DefiniGEN’s differentiation platform is optimized to enable successful generation of intestinal organoids from a diverse range of patients. Patient skin fibroblasts or PBMCs can first be reprogrammed to iPSC, and then differentiated to produce mature intestinal organoids which carry the original patient genetics, and so manifest a gut model specific to that donor.

Studies have found significant differences exist between donors in their capacity to generate endodermal human cells via iPSC, however DefiniGEN's platform offers a much higher success rate in producing good quality mature and biologically representative organoids.

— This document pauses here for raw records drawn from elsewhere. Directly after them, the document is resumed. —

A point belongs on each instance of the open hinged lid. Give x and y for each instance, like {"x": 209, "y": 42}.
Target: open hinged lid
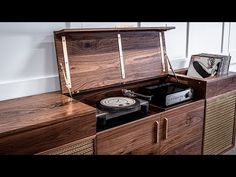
{"x": 96, "y": 58}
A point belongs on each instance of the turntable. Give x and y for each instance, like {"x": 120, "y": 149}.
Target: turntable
{"x": 111, "y": 109}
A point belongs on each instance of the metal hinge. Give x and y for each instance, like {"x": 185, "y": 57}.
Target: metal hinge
{"x": 66, "y": 71}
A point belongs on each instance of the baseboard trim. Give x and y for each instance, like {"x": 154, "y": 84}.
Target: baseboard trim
{"x": 28, "y": 87}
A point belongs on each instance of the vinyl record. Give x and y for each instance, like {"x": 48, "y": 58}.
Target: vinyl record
{"x": 118, "y": 103}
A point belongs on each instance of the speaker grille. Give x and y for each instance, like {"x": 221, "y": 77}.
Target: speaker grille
{"x": 219, "y": 123}
{"x": 80, "y": 147}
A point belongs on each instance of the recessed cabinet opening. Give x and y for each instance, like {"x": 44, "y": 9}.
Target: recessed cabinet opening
{"x": 116, "y": 105}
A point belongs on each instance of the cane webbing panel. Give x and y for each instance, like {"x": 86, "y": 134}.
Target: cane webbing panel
{"x": 80, "y": 147}
{"x": 219, "y": 123}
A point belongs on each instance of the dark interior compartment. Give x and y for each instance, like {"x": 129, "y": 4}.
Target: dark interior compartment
{"x": 93, "y": 97}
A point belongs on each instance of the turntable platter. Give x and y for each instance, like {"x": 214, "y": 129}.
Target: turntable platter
{"x": 118, "y": 103}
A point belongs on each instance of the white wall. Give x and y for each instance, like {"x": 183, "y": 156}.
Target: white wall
{"x": 28, "y": 60}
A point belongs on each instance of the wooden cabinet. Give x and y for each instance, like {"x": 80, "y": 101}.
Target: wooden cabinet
{"x": 80, "y": 147}
{"x": 176, "y": 131}
{"x": 125, "y": 139}
{"x": 183, "y": 129}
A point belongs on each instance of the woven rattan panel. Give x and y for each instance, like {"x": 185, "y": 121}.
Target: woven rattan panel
{"x": 80, "y": 147}
{"x": 219, "y": 123}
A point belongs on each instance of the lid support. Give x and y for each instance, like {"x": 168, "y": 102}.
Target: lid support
{"x": 66, "y": 72}
{"x": 121, "y": 56}
{"x": 162, "y": 53}
{"x": 165, "y": 58}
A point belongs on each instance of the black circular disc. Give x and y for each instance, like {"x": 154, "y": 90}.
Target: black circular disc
{"x": 118, "y": 103}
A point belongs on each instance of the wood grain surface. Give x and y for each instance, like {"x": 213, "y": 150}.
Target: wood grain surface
{"x": 32, "y": 112}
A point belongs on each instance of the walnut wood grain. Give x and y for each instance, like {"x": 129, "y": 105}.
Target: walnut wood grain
{"x": 142, "y": 55}
{"x": 32, "y": 112}
{"x": 191, "y": 147}
{"x": 185, "y": 124}
{"x": 114, "y": 29}
{"x": 127, "y": 138}
{"x": 47, "y": 137}
{"x": 93, "y": 60}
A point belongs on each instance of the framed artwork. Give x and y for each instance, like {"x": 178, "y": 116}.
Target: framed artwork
{"x": 208, "y": 65}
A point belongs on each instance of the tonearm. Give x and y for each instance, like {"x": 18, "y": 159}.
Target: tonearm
{"x": 130, "y": 93}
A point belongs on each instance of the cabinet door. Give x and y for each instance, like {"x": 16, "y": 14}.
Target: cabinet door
{"x": 139, "y": 137}
{"x": 183, "y": 129}
{"x": 83, "y": 146}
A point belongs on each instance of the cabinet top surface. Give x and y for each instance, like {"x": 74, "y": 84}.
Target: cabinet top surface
{"x": 113, "y": 29}
{"x": 32, "y": 112}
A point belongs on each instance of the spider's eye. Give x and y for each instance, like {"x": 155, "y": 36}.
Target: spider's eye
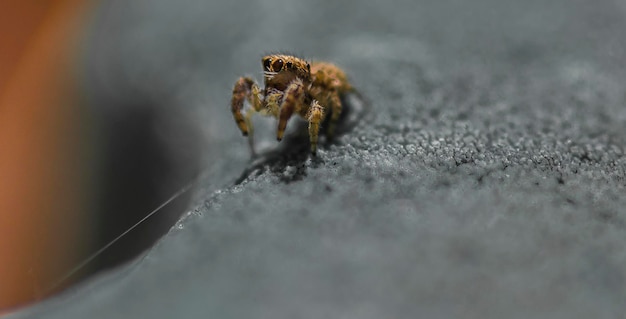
{"x": 278, "y": 65}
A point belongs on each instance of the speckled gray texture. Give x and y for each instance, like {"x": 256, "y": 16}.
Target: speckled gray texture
{"x": 486, "y": 181}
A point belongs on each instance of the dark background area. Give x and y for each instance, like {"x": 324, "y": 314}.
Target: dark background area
{"x": 485, "y": 177}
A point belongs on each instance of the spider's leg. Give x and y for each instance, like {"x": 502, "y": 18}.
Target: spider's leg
{"x": 335, "y": 106}
{"x": 314, "y": 116}
{"x": 293, "y": 95}
{"x": 246, "y": 88}
{"x": 243, "y": 89}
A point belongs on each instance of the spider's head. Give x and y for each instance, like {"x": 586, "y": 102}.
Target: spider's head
{"x": 279, "y": 69}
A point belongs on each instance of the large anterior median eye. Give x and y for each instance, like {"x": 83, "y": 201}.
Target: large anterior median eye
{"x": 278, "y": 65}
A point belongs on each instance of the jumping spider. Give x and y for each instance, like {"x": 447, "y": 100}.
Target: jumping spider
{"x": 292, "y": 85}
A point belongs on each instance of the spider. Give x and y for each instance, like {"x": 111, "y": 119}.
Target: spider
{"x": 292, "y": 85}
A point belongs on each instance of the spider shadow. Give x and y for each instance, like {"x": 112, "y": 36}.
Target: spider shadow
{"x": 290, "y": 160}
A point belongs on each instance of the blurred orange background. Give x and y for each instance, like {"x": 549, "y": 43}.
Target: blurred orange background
{"x": 44, "y": 147}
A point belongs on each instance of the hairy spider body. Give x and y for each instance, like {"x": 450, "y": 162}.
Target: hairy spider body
{"x": 292, "y": 85}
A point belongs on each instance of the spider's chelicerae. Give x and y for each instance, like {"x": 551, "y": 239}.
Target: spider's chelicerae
{"x": 292, "y": 85}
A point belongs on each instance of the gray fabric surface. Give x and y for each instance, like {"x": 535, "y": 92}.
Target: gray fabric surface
{"x": 485, "y": 179}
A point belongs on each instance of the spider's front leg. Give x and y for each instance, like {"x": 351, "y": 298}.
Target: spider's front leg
{"x": 245, "y": 88}
{"x": 314, "y": 116}
{"x": 293, "y": 97}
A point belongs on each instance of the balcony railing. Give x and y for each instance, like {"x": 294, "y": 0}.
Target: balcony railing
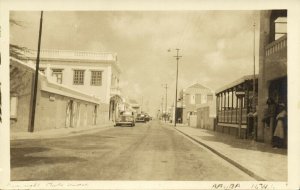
{"x": 69, "y": 54}
{"x": 276, "y": 46}
{"x": 232, "y": 116}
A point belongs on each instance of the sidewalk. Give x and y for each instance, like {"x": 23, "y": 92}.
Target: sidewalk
{"x": 259, "y": 160}
{"x": 57, "y": 133}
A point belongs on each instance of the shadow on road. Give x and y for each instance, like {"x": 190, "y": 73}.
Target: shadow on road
{"x": 20, "y": 157}
{"x": 239, "y": 143}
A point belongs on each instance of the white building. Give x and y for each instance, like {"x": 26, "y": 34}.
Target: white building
{"x": 94, "y": 73}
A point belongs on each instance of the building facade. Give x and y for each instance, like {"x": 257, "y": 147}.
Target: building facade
{"x": 206, "y": 115}
{"x": 272, "y": 71}
{"x": 94, "y": 73}
{"x": 57, "y": 106}
{"x": 189, "y": 99}
{"x": 234, "y": 104}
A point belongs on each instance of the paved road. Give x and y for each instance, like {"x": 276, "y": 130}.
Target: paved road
{"x": 150, "y": 151}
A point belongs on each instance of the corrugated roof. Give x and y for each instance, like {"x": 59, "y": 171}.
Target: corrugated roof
{"x": 235, "y": 83}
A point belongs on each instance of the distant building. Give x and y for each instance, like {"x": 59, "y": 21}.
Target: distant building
{"x": 93, "y": 73}
{"x": 272, "y": 71}
{"x": 189, "y": 100}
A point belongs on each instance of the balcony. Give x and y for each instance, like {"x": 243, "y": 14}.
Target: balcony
{"x": 115, "y": 91}
{"x": 276, "y": 46}
{"x": 232, "y": 116}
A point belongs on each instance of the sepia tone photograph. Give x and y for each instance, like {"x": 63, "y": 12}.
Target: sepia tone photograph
{"x": 148, "y": 96}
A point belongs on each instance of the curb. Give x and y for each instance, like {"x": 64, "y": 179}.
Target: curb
{"x": 62, "y": 135}
{"x": 236, "y": 164}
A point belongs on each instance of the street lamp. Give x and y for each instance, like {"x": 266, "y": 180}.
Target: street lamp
{"x": 177, "y": 59}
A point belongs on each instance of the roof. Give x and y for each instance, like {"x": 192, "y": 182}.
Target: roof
{"x": 72, "y": 55}
{"x": 196, "y": 88}
{"x": 236, "y": 82}
{"x": 197, "y": 85}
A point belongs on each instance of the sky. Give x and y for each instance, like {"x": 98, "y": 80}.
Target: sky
{"x": 216, "y": 46}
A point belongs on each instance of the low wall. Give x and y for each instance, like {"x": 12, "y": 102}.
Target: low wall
{"x": 205, "y": 119}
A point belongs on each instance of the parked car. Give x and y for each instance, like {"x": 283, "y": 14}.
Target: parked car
{"x": 126, "y": 118}
{"x": 147, "y": 117}
{"x": 140, "y": 118}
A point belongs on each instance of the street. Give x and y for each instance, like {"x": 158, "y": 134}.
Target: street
{"x": 148, "y": 151}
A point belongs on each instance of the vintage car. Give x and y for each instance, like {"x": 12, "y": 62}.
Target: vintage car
{"x": 125, "y": 118}
{"x": 140, "y": 118}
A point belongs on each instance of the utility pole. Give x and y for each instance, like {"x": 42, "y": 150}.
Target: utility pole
{"x": 177, "y": 59}
{"x": 162, "y": 106}
{"x": 142, "y": 105}
{"x": 166, "y": 105}
{"x": 31, "y": 127}
{"x": 254, "y": 85}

We titrate a number of differentiation parameters at a small scale to establish the best conditions for downstream cell production, which helps control for the usual heterogeneity in successful differentiation and allows us to work with diverse cohorts of patients with reproducible success.

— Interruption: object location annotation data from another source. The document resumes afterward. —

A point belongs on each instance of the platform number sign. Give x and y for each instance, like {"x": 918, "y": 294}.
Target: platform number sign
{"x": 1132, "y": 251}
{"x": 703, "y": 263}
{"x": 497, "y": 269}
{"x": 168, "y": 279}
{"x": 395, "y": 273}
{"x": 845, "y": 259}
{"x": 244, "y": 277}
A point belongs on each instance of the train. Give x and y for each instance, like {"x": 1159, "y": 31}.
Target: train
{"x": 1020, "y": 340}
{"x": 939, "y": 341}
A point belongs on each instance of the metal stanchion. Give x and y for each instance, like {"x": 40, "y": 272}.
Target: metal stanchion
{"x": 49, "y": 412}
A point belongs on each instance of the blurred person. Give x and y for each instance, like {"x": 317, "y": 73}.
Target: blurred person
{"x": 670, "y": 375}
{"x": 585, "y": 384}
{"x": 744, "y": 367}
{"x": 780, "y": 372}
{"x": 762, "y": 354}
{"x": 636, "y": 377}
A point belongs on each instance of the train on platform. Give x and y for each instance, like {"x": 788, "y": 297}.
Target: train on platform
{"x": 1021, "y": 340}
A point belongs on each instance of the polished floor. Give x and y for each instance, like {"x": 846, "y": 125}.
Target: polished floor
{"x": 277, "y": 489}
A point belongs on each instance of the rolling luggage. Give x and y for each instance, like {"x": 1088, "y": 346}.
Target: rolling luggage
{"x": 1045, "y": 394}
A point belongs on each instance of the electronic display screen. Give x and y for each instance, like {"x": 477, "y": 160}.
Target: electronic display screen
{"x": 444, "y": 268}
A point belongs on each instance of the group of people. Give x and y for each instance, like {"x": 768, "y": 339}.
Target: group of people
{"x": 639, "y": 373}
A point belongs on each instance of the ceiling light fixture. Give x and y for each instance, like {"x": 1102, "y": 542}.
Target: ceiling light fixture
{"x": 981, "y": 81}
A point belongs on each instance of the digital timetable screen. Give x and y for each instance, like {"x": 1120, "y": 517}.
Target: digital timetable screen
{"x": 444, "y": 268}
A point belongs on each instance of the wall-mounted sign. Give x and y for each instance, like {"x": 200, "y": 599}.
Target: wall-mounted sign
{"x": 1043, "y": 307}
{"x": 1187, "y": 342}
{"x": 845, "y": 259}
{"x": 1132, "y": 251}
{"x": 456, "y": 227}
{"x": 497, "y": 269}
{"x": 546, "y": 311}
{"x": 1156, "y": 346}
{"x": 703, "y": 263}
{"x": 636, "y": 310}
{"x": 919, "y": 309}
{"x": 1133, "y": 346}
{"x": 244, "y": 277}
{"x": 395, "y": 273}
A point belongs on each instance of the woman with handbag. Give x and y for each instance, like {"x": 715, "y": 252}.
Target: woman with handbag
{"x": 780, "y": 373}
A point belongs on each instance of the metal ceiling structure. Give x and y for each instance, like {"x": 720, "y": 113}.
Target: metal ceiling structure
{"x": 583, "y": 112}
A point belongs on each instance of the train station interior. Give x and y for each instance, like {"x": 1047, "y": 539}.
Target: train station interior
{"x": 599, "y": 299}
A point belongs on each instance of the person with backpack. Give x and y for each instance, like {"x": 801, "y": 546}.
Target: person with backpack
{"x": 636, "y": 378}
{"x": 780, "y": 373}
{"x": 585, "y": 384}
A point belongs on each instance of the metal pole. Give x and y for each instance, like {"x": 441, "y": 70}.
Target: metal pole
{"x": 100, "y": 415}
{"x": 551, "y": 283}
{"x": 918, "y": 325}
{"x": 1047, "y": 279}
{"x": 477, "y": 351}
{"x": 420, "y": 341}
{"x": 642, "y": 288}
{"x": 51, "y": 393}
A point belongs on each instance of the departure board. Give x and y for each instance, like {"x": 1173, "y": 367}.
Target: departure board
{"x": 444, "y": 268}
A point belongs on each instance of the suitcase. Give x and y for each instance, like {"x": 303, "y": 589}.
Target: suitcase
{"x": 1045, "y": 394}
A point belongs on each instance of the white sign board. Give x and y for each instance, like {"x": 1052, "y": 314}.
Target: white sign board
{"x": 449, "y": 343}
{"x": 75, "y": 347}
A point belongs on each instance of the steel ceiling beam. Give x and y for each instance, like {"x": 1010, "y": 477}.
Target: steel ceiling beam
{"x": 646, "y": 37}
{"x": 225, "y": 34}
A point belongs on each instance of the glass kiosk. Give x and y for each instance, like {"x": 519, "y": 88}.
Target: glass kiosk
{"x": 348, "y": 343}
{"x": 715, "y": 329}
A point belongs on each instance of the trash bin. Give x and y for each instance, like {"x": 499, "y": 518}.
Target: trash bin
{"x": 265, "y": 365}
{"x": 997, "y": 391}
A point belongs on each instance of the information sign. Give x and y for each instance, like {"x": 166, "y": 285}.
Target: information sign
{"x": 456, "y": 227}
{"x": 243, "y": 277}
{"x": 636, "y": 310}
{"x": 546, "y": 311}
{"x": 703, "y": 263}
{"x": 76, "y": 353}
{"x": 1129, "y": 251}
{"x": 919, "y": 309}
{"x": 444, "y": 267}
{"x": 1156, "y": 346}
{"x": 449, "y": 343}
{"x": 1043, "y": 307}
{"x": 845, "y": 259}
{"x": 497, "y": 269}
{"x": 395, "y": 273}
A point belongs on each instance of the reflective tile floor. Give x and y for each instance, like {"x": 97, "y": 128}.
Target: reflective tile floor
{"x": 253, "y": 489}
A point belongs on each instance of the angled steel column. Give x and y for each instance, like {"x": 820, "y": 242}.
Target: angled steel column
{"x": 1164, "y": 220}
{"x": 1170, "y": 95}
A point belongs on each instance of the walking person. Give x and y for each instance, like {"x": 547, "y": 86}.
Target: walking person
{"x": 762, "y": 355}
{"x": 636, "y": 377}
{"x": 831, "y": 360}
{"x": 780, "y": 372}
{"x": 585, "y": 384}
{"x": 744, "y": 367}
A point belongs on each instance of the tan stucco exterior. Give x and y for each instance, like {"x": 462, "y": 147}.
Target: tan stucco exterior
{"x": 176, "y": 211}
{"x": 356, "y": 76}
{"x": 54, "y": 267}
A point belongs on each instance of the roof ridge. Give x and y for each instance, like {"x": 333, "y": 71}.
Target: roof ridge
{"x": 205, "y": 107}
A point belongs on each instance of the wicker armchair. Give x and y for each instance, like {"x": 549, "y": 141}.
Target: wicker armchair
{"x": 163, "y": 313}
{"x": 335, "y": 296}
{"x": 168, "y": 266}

The platform can help structure studies of multiple patient’s biological reactions in the gut to SARS-CoV2 infection

For more information, please visit https://www.definigen.com/products/intestinal/covid-19/

Publications

  1. Hoffmann et al., SARS-CoV-2 Cell Entry Depends on ACE2 and TMPRSS2 and Is Blocked by a Clinically Proven Protease Inhibitor, Cell (2020), https://doi.org/10.1016/j.cell.2020.02.052
  2. Wang et al., Structural and Functional Basis of SARS-CoV-2 Entry by Using Human ACE2, Cell (2020), https://doi.org/10.1016/j.cell.2020.03.045
  3. Tang, T., Bidon, M., Jaimes, J.A., Whittaker, G.R., Daniel, S., Coronavirus membrane fusion mechanism offers as a potential target for antiviral development, Antiviral Research, https://doi.org/10.1016/j.antiviral.2020.104792
  4. Sungnak, W., Huang, N., Bécavin, C. et al. SARS-CoV-2 entry factors are highly expressed in nasal epithelial cells together with innate immune genes. Nat Med 26, 681–687 (2020). https://doi.org/10.1038/s41591-020-0868-6

About DefiniGEN Ltd
DefiniGEN has world-leading expertise in the area of stem cell-derived human cell production and metabolic disease modelling. The company has developed a best-in-class proprietary stem cell differentiation technology platform to generate mature, phenotypically relevant human hepatocytes, pancreatic cells and intestinal organoids. The platform can generate a range of unique metabolic disease models to accelerate preclinical drug development via the sourcing of patient samples and reprogramming to stem cells or alternatively using CRISPR gene-editing on stem cell lines and differentiating them on the technology platform. The models can deliver unparalleled insights into the biology of metabolic disease in a range of 2D and 3D formats which can integrate effectively into high-throughput screening programmes and investigative studies. The application of these cell models in drug discovery provide pharmaceutical companies with more predictive in vitro cell tools to optimize the development of safe and efficacious therapies for life-threatening metabolic diseases.